Through a 16 month $17.5 million interagency agreement with the California Health and Human Services Agency (CHHS), CHeQ will develop and implement HIE programs according to the state’s cooperative Grant Agreement with ONC. From March 2010 to August 2012, CHHS had used CaleConnect, a nonprofit corporation as California’s state-designated governance entity
Care will be expanded to underserved communities and enable the exchange of health information or access to Direct, a simple standards-based way for senders to push secure encrypted health information directly to trusted recipients over the internet. CHeQ also will improve sharing of immunization, laboratory, and care information and provide tools to assist providers in identifying private, secure, standardized, and trusted systems.

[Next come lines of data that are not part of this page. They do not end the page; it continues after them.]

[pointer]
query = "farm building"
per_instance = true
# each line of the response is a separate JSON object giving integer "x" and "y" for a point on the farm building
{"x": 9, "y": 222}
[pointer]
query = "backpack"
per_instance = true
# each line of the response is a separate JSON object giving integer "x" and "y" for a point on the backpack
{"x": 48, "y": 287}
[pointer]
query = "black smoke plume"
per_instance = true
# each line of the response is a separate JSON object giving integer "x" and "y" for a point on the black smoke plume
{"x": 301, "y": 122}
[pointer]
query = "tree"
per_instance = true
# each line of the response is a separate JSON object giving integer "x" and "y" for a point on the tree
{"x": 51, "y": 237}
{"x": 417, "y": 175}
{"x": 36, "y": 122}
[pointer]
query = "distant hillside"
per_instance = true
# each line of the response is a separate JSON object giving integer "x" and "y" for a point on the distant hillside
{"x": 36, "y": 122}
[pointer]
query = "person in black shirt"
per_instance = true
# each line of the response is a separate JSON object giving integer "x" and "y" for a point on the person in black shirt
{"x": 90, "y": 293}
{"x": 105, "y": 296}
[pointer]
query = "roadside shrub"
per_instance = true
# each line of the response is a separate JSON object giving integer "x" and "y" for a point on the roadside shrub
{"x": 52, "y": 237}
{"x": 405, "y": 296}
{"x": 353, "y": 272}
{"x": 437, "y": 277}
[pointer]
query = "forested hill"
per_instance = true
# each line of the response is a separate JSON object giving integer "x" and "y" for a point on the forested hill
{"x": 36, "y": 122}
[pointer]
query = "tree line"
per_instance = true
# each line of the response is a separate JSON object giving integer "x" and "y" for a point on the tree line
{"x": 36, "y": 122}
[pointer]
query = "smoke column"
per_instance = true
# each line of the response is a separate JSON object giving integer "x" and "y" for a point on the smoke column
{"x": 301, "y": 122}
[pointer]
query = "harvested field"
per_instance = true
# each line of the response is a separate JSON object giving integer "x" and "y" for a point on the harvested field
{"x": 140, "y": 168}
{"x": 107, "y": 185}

Kenneth W. Kizer, Director of the IPHI will lead CHeQ. He has served as Chair, President, and CEO of Medsphere Systems Corporation and Founding President and CEO of the National Quality Forum, a Washington D.C. quality improvement and consensus standards-setting organization. He also served as the Under Secretary for Health for the VA.
“We want care-related information to flow safely and quickly between and among healthcare providers. No more printing, scanning, and faxing laboratory and X-ray results,” Kizer said. “Through CHeQ, we are committed to advancing use of secure electronic exchanges of information so that care for the patient is better and the job of providing high quality care is easier for the caregiver.”
Pamela Lane, CHHS Deputy Secretary for HIE, responsible for the state’s Cooperative Grant Agreement, said, “Under IPHI, the new organization will enable CHHS to achieve an important long term goal for HIE to use data to improve population health outcomes in California.”
CHeQ will be a collaborative effort among CHHS, other state agencies, state healthcare stakeholders, patients, healthcare professionals, payers, provider, and health plans. Additionally, on November 1-2, 2012, CHHS and CHeQ will convene the state’s HIE meeting “Transforming Healthcare: 2012 California HIE Stakeholder Summit” to be held in Sacramento.